Hang on, ladies, intervention time: You do have a reputation as a band, and you do have press (among other things, you’re in the middle of an interview) thanks to ‘Creeping’ going ever so slightly viral. Didn’t you have anything to do with that? Sending it round?

“People just grabbed onto it,” says Hannah, still sounding a bit mystified by the whole thing. “I don’t know how.”

“Word of mouth,” says Collette. “Gorilla Vs Bear got hold of it and that was it, just…dominoes.”

They’re clearly both pleased that so many people like the song, but there seems to be a catch. “We are ferociously independent,” Colette firmly states. “For as long as we can just do it ourselves, we will do.”

One last thing, care to explain the (let’s face it, pretty odd) name of your band?

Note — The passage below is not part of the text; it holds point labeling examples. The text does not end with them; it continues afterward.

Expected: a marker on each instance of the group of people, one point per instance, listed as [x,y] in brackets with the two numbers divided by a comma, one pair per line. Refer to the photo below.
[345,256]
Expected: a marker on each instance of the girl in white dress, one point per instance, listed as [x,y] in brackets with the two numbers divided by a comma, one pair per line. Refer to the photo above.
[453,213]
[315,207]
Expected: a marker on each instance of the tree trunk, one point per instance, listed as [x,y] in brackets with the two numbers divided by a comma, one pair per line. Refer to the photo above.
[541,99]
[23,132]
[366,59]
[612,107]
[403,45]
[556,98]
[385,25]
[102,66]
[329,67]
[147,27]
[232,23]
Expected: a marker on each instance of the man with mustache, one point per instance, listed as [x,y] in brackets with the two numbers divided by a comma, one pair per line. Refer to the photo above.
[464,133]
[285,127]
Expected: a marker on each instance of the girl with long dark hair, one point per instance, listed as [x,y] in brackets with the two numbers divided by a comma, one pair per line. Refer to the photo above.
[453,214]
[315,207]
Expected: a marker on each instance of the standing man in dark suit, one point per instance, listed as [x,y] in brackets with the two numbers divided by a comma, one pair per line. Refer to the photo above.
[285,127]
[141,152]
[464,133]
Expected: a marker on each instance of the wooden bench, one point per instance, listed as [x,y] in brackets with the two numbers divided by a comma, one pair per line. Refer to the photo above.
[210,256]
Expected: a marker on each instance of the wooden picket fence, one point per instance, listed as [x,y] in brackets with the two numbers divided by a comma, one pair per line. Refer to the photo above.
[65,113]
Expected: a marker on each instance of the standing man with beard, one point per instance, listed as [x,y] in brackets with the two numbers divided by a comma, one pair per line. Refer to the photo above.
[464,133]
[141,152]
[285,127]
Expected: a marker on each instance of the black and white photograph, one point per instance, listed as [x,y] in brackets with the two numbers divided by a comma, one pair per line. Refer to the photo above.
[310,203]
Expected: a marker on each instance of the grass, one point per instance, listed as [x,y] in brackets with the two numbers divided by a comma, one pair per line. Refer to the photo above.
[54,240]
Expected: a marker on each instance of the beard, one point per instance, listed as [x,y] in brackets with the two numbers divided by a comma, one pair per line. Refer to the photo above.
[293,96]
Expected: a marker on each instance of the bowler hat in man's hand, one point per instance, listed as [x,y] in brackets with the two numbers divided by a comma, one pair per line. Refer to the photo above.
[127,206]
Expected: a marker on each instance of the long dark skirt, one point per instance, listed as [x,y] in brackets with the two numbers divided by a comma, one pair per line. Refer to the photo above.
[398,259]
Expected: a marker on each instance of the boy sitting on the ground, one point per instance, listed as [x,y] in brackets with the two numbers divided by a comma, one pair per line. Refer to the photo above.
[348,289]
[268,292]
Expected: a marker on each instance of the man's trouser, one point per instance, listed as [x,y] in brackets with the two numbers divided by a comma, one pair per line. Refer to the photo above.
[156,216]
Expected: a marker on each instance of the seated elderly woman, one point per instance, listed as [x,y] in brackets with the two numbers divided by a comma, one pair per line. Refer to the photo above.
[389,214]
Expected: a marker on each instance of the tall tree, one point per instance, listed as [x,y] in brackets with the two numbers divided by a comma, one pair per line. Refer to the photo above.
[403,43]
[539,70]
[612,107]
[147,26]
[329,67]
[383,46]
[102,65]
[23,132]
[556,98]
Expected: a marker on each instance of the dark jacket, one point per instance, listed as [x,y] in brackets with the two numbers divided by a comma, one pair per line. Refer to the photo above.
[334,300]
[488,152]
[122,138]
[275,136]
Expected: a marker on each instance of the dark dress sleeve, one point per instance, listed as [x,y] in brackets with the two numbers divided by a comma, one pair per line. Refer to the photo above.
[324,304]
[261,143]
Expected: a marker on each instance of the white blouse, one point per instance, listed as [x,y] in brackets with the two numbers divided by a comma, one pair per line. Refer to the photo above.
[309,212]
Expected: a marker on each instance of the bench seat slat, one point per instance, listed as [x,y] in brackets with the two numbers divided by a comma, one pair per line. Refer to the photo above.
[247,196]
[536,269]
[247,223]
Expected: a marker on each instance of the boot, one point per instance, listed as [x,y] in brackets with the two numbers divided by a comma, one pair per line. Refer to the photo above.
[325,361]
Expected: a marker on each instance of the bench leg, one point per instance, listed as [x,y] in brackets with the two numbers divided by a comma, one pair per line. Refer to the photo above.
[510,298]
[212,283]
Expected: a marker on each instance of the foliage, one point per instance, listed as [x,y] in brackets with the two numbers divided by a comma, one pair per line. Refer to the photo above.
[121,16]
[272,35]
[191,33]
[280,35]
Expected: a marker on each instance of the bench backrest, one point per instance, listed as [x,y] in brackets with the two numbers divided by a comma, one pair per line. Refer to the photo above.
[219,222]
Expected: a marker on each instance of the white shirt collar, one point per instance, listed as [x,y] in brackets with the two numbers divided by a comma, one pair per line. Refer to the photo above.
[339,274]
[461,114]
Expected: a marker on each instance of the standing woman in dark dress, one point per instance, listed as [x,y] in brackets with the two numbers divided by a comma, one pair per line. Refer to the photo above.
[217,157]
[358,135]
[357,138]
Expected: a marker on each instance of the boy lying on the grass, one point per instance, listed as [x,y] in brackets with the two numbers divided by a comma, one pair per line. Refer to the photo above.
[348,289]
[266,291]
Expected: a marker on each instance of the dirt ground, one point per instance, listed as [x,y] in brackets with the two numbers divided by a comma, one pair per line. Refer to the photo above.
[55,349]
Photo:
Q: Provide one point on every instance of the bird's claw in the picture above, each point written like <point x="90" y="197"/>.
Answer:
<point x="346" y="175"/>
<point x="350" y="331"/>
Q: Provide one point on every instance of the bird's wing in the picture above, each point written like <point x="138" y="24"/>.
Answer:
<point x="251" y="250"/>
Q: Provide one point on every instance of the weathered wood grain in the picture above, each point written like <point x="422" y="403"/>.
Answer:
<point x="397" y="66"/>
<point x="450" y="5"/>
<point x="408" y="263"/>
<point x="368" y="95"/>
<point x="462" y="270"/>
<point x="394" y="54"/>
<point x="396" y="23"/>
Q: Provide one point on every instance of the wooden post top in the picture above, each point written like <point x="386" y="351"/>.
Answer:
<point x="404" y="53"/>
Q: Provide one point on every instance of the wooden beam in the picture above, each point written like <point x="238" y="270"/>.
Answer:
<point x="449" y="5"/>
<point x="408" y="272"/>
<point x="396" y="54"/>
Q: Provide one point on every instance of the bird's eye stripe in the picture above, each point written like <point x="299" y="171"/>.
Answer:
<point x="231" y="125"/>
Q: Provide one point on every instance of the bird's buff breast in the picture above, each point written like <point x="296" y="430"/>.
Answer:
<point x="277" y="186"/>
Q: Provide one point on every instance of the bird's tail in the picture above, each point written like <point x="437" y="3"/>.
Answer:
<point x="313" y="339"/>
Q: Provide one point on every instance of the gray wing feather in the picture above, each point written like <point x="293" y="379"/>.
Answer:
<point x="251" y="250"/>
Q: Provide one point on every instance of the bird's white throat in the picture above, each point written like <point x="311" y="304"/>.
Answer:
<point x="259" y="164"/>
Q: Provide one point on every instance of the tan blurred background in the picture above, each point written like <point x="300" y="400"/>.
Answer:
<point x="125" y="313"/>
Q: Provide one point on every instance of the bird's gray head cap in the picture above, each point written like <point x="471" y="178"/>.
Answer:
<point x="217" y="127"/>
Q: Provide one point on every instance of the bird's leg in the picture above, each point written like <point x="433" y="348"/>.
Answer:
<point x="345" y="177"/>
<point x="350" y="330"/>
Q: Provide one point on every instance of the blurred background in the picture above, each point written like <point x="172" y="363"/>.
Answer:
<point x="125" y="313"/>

The sisters named themselves after a moment in their favourite Melvins song. “It’s at two minutes and fifty-four seconds, the calm before the storm,” explains Colette. “A lot of choral singing, good build up,” they laugh.

Hannah and Colette are really into the Melvins, a classic example of the ‘lot of stuff’ they listen to from which it’s debatable they have taken any influence. Listen to those biting guitar licks though, and try to convince yourself those heavy, buzzing jabs haven’t been saturated with a love of post-punk by way of stoner metal… “There must be a Melvins song in us!” There so is, and when you’ve recorded it, do us a favour and post it online.